From time to time, unbeknownst to John and his sister Harry, a young boy would enjoy the stories too. He’d be seated comfortably on the rooftop when he was in luck with a half opened window and a good story pouring out from the nursery. He liked John’s stories and would very much like to have them told to him every night, too. It would be so good, the boy thought to himself, if John was to share adventures with him. Certainly the stories would be the better for it!
Therefore, this night, he didn’t leave after John had concluded his stories of epic adventures into a very satisfying finale. He waited for the light in the nursery to turn off, before he leaped down from the roof into the windowsill. The warm night made London feel comfortably homelike and it had been a good reason for an opened window, through which the boy quickly climbed.
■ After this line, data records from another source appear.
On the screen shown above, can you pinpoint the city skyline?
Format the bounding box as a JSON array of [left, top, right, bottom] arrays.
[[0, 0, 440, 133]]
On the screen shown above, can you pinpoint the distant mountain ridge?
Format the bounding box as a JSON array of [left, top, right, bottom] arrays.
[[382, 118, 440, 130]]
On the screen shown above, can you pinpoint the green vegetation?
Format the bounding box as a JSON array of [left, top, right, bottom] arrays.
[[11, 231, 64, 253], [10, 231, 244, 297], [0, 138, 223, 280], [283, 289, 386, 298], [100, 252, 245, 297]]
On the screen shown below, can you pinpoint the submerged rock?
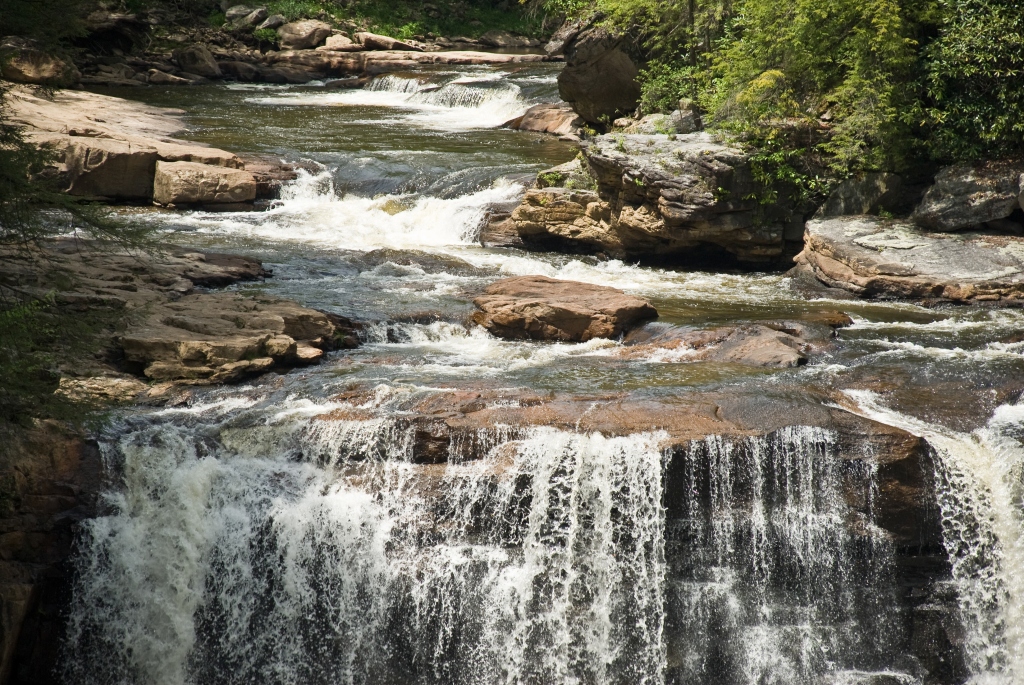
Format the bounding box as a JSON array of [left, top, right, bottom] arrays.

He had never broken into a bedroom before. Not uninvited, at least. It was quite exciting, he thought to himself as he looked through the familiar space. Harry was fast asleep, after the exciting story had ended so finely and peacefully. John, on the other hand, had only just closed his eyes a few moments before the break-in. John would not be asleep yet, so he should be quiet.
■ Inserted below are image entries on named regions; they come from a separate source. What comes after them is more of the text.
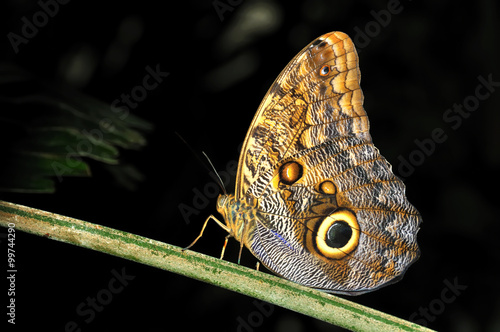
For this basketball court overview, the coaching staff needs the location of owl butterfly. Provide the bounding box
[193,32,421,295]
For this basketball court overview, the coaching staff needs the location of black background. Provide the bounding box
[0,0,500,331]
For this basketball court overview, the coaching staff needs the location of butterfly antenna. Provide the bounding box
[175,132,227,195]
[201,151,227,196]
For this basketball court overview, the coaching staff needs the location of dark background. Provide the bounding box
[0,0,500,332]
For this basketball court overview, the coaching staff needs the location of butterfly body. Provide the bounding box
[213,32,421,295]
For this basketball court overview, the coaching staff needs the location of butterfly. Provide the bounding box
[191,32,421,295]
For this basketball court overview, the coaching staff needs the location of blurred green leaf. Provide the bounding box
[0,64,153,193]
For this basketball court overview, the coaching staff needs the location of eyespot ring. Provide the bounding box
[272,160,304,188]
[315,209,360,259]
[319,65,331,76]
[315,180,337,195]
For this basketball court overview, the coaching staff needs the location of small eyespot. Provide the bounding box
[317,180,337,195]
[319,65,330,76]
[279,161,303,186]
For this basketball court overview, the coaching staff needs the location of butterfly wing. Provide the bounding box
[236,32,421,294]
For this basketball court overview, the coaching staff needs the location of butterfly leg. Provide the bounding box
[182,215,231,254]
[220,234,231,259]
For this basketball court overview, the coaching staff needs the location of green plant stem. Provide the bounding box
[0,201,431,331]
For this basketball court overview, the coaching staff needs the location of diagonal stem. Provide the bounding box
[0,201,431,331]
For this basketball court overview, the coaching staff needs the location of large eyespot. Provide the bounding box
[319,65,330,76]
[316,209,360,259]
[278,160,303,186]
His eyes fell on the book that he knows John uses to write all his best stories in and although he was aware of privacy and what it meant, he couldn’t contain his curiosity. He grabbed it from the nightstand and sat carefully, but comfortably, on the end of John’s bed. But he can’t read in this dim light! So, he turns on the lamp standing on John’s nightstand, which receives him a shocked gasp from the boy who is now fully alert and staring at him with wide eyes.
“Who are you?” John asked, a brave question. “And give that back,” he added, snatching his book back.
“I’m Sherlock,” the boy answers.
“What are you doing here? And be quiet.” John nodded towards the other bed, where Harry was still fast asleep.
“You like adventures, right?” Sherlock asked. It didn’t take long for John to nod, but Sherlock saw that John was sad. “Is something wrong?” The mentioning of adventures shouldn’t make anyone sad, Sherlock thought to himself.
“I’m not allowed to go on adventures anymore. I have to grow up tomorrow,” he replied.
“Why?” Sherlock asked, clearly disapproving of such a concept.
“I fell while running yesterday and hurt my leg,” John said. “Grown ups aren’t supposed to run. I won’t be allowed to have any more adventures.” He looked at the book he held in his hands and Sherlock knew exactly why John would be sad about that.
“Well, if you have to grow up tomorrow, you should at least have the best adventure you have ever had today,” Sherlock decided. John frowned and looked up at Sherlock, who was already stepping towards the window.
“What sort of an adventure?” he asked, as he slipped out of bed and followed Sherlock, who was climbing into the windowsill. “Where are you going?”
“Where are we going, you mean,” the boy replied. He held out his hand and hesitantly John took it. He attempted to pull John onto the windowsill as well, but John let go of his hand again and did a step back, quite a wonky step too, he must really have hurt his leg.
“I can’t leave just like that,” John said. “I don’t know anything about you!” Sherlock seemed to consider that and jumped down from the windowsill to stand before John again, who was just a bit smaller than he was.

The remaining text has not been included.